Lubricating oil reconditioning systems that remove such liquid contaminants from circulating engine lubricating oil have previously been proposed for use in association with operating fuel combusting engines. Such prior art systems suffer from various disadvantages so that typically they are not energy-efficient, and not highly effective.
For example, in the prior art, a filter assembly is commonly located below a vaporization chamber in an oil heating device, thereby relying on pressure for the oil to enter the chamber. Thus, prior art devices inject oil under pressure into the chamber making it difficult if not impossible to achieve a sustained thin film for impurity vaporization purposes. Additionally, variations in oil pressure due to changes in engine rpm vary the amounts of oil that are input into the chamber further reducing the effectiveness of the device.
Menyhert U.S. Pat. No. 5,198,104, for example, discloses a device for removing volatile components from oil in which the oil is filtered before being subjected to a volatilization procedure using a heated plate with multiple protrusions. However, in such a device, the filter is positioned below the volatilization chamber so that oil accumulates in the filter and is wasted during a filter change.
In Menyhert, a cartridge-type heater is used which characteristically does not distribute heat evenly to the vaporizing surfaces. Also, such a heater must be partially exposed to the outside elements, thereby increasing the likelihood of heater failure due to shorts and corrosion.
Also, although Menyhert alleges that his "walls" maintain a thin film in conjunction with a swivel mount, since oil is fed under pressure into his chamber, it will spray and so the swivel mount is not effective for heavy duty use which requires strong stationary mounts.
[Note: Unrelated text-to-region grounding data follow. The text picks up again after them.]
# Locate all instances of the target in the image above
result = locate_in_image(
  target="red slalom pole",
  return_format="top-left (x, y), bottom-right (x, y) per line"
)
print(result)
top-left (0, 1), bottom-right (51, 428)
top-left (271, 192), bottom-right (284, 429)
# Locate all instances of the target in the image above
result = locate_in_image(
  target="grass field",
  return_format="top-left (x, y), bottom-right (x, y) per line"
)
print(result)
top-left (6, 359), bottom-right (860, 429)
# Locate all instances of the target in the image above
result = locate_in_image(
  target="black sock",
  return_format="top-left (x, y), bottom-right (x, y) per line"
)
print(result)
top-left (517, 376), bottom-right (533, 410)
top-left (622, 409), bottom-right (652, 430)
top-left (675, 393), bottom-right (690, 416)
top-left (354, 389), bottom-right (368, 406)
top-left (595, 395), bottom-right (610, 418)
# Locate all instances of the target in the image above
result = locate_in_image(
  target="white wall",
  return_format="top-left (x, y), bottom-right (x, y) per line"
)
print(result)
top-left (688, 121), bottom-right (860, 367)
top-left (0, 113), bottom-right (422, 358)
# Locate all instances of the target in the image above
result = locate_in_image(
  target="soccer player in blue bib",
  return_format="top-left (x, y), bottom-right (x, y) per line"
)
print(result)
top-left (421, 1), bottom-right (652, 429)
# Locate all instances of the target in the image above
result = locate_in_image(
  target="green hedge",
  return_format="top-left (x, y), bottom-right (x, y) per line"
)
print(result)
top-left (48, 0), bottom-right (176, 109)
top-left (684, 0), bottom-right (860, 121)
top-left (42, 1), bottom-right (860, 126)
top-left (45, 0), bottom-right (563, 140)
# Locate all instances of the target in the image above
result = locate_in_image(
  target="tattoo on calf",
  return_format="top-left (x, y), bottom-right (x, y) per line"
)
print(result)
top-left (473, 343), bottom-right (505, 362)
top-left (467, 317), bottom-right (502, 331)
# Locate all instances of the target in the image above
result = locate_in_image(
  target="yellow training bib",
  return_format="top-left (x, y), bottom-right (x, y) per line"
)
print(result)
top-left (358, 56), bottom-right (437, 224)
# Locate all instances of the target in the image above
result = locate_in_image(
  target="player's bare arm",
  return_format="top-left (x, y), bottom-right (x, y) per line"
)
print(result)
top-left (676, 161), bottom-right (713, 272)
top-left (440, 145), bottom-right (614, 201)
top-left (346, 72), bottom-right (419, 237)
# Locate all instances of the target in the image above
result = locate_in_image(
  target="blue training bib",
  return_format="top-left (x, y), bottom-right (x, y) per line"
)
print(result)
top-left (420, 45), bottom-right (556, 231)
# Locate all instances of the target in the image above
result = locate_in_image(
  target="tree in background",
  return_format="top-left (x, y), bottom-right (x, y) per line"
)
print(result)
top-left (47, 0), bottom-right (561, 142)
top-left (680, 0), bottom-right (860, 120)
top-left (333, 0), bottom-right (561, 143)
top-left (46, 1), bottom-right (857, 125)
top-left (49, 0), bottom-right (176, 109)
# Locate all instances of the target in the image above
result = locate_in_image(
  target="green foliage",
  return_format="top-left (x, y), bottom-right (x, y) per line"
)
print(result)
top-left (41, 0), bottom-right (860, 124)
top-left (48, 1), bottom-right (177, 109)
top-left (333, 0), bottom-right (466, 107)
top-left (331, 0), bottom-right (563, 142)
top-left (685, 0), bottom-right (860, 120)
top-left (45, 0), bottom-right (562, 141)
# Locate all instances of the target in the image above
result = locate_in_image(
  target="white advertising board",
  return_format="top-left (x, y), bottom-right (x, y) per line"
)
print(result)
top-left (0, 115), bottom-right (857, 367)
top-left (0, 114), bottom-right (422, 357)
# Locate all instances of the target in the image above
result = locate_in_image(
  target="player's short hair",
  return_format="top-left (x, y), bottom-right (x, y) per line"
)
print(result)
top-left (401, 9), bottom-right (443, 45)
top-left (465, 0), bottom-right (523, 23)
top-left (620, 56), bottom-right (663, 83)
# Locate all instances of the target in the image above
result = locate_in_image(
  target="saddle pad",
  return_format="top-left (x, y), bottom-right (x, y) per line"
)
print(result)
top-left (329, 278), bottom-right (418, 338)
Also, his swivel mount places undue stresses on the inlet and outlet hoses and fittings. The only vaporizing surface in Menyhert is the centermost wall. The oil pools (collects) in the valleys of the concentric wall members and does not travel in a thin film. Since the oil enters under pressure, the oil, under increased pressure, sprays into the chamber and misses the first vaporizing wall surface. Menyhert cannot maintain a uniform thin oil layer during the volatilization procedure.
In addition, for Menyhert to achieve a correct seal between his oil inlet and filter, the filter and the evaporator plate, and the cap and the outer canister, great effort must be extended to adjust and readjust the tension on the clamps and adjustable threaded center post. This leads to the generally unacceptable result of oil leaking through the seals and not being processed completely.
For another example, in Engel U.S. Pat. No. 4,289,583, a heater post must contact the evaporator plate and transmit heat to the wall surfaces. This is a highly inefficient arrangement. Also, Engel '583 has the same spray introduction and uniform oil volatilization problems as Menyhert and other prior art heated plate pressure fed systems. The techniques taught for connecting and sealing the cap to the outer canister with bolts causes the bolt ears and castings to break under undue stress, thus causing major leaks.
So far as is now known, no one has previously developed a lubricating oil reconditioning system wherein the oil is first filtered and then passed as a thin film over a heated, generally dome-configured platen using gravity as a primary means for controlling oil flow over the platen.